MUD triumphed in the opening match of the World Ultimate Club Championships ©Paul Rutherford for Ultiphotos

Japan’s MUD displayed their strength, and potential title credentials, after defeating Canada’s Traffic 15-10 in the opening match of the World Flying Disc Federation Ultimate Club Championships here at the Atrium Stadium in Ohio.

Risa Shimada starred for the Japanese team with three goals and two assists while the Canadians were forced to play the majority of the first half without their best player, Catherine Menzies.

Menzies, who is the only member of her squad to compete at The World Games 2022, missed a significant portion of the match due to flight issues causing her to arrive during the blockbusting opener at Mason High School.

The electric atmosphere from the stands was matched by the energy of the two teams competing in Pool G of the women’s event.

MUD’s Kanari Imanishi scored the first goal of the 2022 edition before Traffic’s Daisy Lin replied three minutes later.

A two-goal cushion was opened by MUD thanks to Shimada scoring her first before Shori Ogawa caught a spectacular 40-yard pass in the end-zone.

Traffic replied soon after through Marie-Eve Beauchemin but MUD fired back following a combination between assister Shimada and goal scorer Yuko Kashin.

However, the two-goal deficit did not faze the Canadians as Madison Ong and Andrea Moir bagged goals within one minute and 15 seconds of each other to level the match at 4-4.

Traffic and MUD contested a hard-fought opening game of the World Ultimate Club Championships ©Paul Rutherford for Ultiphotos
Traffic and MUD contested a hard-fought opening game of the World Ultimate Club Championships ©Paul Rutherford for Ultiphotos

A common theme of the first half saw MUD taking the lead and Traffic drawing level to keep their hopes alive.

Following goals from MUD’s Rena Hayashi and Traffic’s Jessica Rockliff, Kashino made the most of a defensive breakdown and Jocelyn Proby equalised not long after.

The teams continued to go back and forth with Shimada and Sarah Norton trading goals and Kashino diving for her team’s eighth goal to secure a half-time lead.

A similar picture continued early into the second half as Yuriko Nishikawa restored a two-goal advantage before Menzies made her mark on the tie to rally her team.

They responded to her call as Monica Hsu made it 9-9.

Shimada tallied her third and Yukie Yamaguchi added her first to go 11-9 up and this time there was no miraculous counterpunch from the Canadians.

The Canadians stubborn resistance was broken following goals from Shiori Ogawa, Nishikawa and Sayako Nemoto.

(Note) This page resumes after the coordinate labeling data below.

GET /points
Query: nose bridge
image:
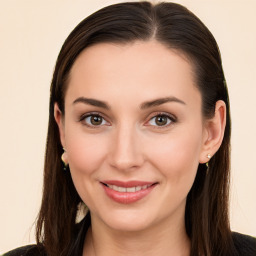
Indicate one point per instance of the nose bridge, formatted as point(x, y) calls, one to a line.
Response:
point(126, 152)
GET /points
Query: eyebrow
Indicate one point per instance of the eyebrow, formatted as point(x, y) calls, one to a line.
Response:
point(160, 101)
point(144, 105)
point(92, 102)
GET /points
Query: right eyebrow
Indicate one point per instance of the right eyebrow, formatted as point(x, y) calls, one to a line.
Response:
point(92, 102)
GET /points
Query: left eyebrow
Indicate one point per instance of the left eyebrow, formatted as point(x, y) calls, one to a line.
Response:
point(92, 102)
point(160, 101)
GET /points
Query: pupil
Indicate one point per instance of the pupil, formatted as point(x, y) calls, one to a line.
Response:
point(96, 120)
point(161, 120)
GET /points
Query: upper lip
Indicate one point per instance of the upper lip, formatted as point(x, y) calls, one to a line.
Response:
point(128, 184)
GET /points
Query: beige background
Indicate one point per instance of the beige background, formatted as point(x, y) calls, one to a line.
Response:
point(31, 34)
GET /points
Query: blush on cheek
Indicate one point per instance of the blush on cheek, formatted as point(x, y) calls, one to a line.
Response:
point(86, 154)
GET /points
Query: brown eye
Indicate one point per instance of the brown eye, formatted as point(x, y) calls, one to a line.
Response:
point(94, 120)
point(160, 120)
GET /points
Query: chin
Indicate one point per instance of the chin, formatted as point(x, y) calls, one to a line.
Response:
point(128, 221)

Terri Whitehead recorded Traffic’s 10th goal, but it proved to be only a consolation as Yukiko Akagi wrapped up the match as MUD took the early lead at the top of Pool G.

An Opening Ceremony dedicated to the event’s volunteers was held prior to the first match.

Australia’s Simon Farrow and the US’ Daniel Haas, Tony Carbonneau and Christine and Bob Scheadler received volunteer awards as a symbol of recognition towards all the volunteers, which totals approximately 600 individuals.

Christine and Bob are responsible for founding Cincinnati Ultimate in 1998.

Britain’s Molly Wedge accepted the Spirit of the Games award on behalf of her team for winning The World Games earlier this month.

A flag parade of the 30 competing nations followed before guest speakers took to the stage, including vice mayor Adam Matthews and World Flying Disc Federation President Robert “Nob” Rauch.

The ceremony’s climax was reached with local ultimate player Jared Garel singing the United States national anthem and three ex-Navy military veterans of the group Fastrax parachuting to present the match disc once they landed.

Their landing signified that the competition was open.